CIESIN Thematic Guides

Sensitive Population Groups and Global Warming

Certain subgroups of a population may be more susceptible than others to health effects from environmental exposures, usually because of physical or behavioral characteristics that typify the group. Age is often a determining factor. The organs and immune systems of very young children may not be fully operational and are therefore less effective in fighting external insults. The elderly also have a reduced capacity to cope due to system failures and onset of the advanced stage of diseases. Gender differences are often apparent in the incidence of certain diseases because of physiological differences between the sexes or behavioral attributes. Race too may be a factor, either because of genetic makeup or socioeconomic circumstances. Other variables typically considered in epidemiological studies include occupation, place of residence, education, and income.

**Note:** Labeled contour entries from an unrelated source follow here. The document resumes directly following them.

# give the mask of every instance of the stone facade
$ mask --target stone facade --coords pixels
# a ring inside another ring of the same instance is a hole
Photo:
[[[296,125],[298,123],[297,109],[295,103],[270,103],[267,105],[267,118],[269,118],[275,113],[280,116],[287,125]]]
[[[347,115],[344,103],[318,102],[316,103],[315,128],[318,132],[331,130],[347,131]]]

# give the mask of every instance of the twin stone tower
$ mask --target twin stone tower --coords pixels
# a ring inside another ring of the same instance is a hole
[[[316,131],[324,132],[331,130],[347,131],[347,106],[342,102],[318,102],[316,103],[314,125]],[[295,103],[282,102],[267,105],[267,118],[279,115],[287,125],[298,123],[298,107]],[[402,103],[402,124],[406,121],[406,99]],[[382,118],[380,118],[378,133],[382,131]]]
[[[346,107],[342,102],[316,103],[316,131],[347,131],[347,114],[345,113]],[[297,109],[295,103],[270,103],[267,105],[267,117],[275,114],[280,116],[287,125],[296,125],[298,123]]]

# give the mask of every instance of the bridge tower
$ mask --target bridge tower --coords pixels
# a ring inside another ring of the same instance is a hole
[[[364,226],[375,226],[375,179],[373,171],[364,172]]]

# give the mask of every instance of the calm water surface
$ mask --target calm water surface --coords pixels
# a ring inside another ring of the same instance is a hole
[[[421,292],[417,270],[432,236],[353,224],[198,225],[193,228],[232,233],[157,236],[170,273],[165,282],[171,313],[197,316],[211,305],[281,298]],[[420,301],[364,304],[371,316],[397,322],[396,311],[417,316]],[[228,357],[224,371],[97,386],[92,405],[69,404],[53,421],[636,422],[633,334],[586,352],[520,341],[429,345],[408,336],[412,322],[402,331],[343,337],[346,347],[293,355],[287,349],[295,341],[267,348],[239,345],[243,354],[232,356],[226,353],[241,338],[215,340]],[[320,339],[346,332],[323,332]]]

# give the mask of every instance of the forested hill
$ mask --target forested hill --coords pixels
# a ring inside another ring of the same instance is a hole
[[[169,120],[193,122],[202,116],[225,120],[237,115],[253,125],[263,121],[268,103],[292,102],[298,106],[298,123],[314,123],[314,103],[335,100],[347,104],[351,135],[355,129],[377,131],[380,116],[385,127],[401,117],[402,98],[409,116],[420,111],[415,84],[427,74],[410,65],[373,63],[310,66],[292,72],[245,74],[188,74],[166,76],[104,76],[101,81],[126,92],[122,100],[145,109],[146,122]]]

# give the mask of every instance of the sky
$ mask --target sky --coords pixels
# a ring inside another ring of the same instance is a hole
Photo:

Most research indicates that mortality rates during extreme heat vary with age, sex, and race. In the chapter "Climate Effects on Human Health" of the Environmental Protection Agency's 1987 monograph Potential Effects of Future Climate Changes, Kalkstein and Valimont (1987) cite many of the studies from the 1970s and 1980s that examine specific risk factors contributing to heat-related deaths. White and Hertz-Picciotto (1985) also summarize this research, including a discussion of how heat accelerates certain pre-existing diseases and conditions, in the section "Human Health" of the Department of Energy's 1985 report Characterization of Information Requirements for Studies of CO2 Effects. The authors report that although researchers generally agree older members of an exposed population are at higher risk, not as many agree about the vulnerability of infants. Fewer studies have considered this risk group, however. In addition, White and Hertz-Picciotto relate that researchers conflict on the role of gender in mortality rates and strongly disagree on the role of race. They report that some researchers attribute increased mortality to socioeconomic factors rather than race. White and Hertz-Picciotto also refer to several studies that indicate increased heat-related death rates for residents of inner cities compared with populations in suburban and rural districts. Some authors maintain this increase may be due to the "urban heat island" effect compounded by fewer air-conditioners and other socioeconomic differences.